Is there a workaround to open URLs containing underscores in Ruby?

25.9k views Asked by At

I'm using open-uri to open URLs.

resp = open("http://sub_domain.domain.com")

If it contains underscore I get an error:

URI::InvalidURIError: the scheme http does not accept registry part: sub_domain.domain.com (or bad hostname?)

I understand that this is because according to RFC URLs can contain only letters and numbers. Is there any workaround?

9

There are 9 answers

1
stef On BEST ANSWER

This looks like a bug in URI, and uri-open, HTTParty and many other gems make use of URI.parse.

Here's a workaround:

require 'net/http'
require 'open-uri'

def hopen(url)
  begin
    open(url)
  rescue URI::InvalidURIError
    host = url.match(".+\:\/\/([^\/]+)")[1]
    path = url.partition(host)[2] || "/"
    Net::HTTP.get host, path
  end
end

resp = hopen("http://dear_raed.blogspot.com/2009_01_01_archive.html")
9
Earlz On

An underscore can not be contained in a domain name like that. That is part of the DNS standard. Did you mean to use a dash(-)?

Even if open-uri didn't throw an error such a command would be pointless. Why? Because there is no way it can resolve such a domain name. At best you'd get an unknown host error. There is no way for you to register a domain name with an _ in it, and even running your own private DNS server, it is against the specification to use a _. You could bend the rules and allow it(by modifying the DNS server software), but then your operating system's DNS resolver won't support it, neither will your router's DNS software.

Solution: Don't try to use a _ in a DNS name. It won't work anywhere and it's against the specifications

0
TomDavies On

I recommend using the Curb gem: https://github.com/taf2/curb which just wraps libcurl. Here is a simple example that will automatically follow redirects and print the response code and response body:

rsp = Curl::Easy.http_get(url){|curl| curl.follow_location = true; curl.max_redirects=10;}
puts rsp.response_code
puts rsp.body_str

I usually avoid the ruby URI classes since they are too strick to the spec which as you know the web is the wild west :) Curl / curb handles every url I throw at it like a champ.

1
Vasfed On

For anyone stumbling upon this:

Ruby's URI.parse used to be based on RFC2396 (published in Aug 1998), see https://bugs.ruby-lang.org/issues/8241

But starting at ruby 2.2 URI is upgraded into RFC 3986, so if you're on a modern version, no monkey patches are necessary now.

1
pguardiario On

URI has an old-fashioned idea of what an url looks like.

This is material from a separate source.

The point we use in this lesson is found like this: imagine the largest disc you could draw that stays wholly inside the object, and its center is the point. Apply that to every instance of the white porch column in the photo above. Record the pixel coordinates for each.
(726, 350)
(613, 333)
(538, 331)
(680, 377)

Lately I'm using addressable to get around that:

require 'open-uri'
require 'addressable/uri'

class URI::Parser
  def split url
    a = Addressable::URI::parse url
    [a.scheme, a.userinfo, a.host, a.port, nil, a.path, nil, a.query, a.fragment]
  end
end

resp = open("http://sub_domain.domain.com") # Yay!

Don't forget to gem install addressable

2
Larry Kyrala On

Here is a patch that solves the problem for a wide variety of situations (rest-client, open-uri, etc.) without using external gems or overriding parts of URI.parse:

module URI
  DEFAULT_PARSER = Parser.new(:HOSTNAME => "(?:(?:[a-zA-Z\\d](?:[-\\_a-zA-Z\\d]*[a-zA-Z\\d])?)\\.)*(?:[a-zA-Z](?:[-\\_a-zA-Z\\d]*[a-zA-Z\\d])?)\\.?")
end

Source: lib/uri/rfc2396_parser.rb#L86

Ruby-core has an open issue: https://bugs.ruby-lang.org/issues/8241

1
cluesque On

This initializer in my rails app seems to make URI.parse work at least:

# config/initializers/uri_underscore.rb
class URI::Generic
  def initialize_with_registry_check(scheme,
                 userinfo, host, port, registry,
                 path, opaque,
                 query,
                 fragment,
                 parser = DEFAULT_PARSER,
                 arg_check = false)
    if %w(http https).include?(scheme) && host.nil? && registry =~ /_/
      initialize_without_registry_check(scheme, userinfo, registry, port, nil, path, opaque, query, fragment, parser, arg_check)
    else
      initialize_without_registry_check(scheme, userinfo, host, port, registry, path, opaque, query, fragment, parser, arg_check)
    end
  end
  alias_method_chain :initialize, :registry_check
end
0
Julian Mann On

I had this same error while trying to use gem update / gem install etc. so I used the IP address instead and its fine now.

0
sheerun On

Here is another ugly hack, no gem needed:

def parse(url = nil)
    begin
        URI.parse(url)
    rescue URI::InvalidURIError
        host = url.match(".+\:\/\/([^\/]+)")[1]
        uri = URI.parse(url.sub(host, 'dummy-host'))
        uri.instance_variable_set('@host', host)
        uri
    end
end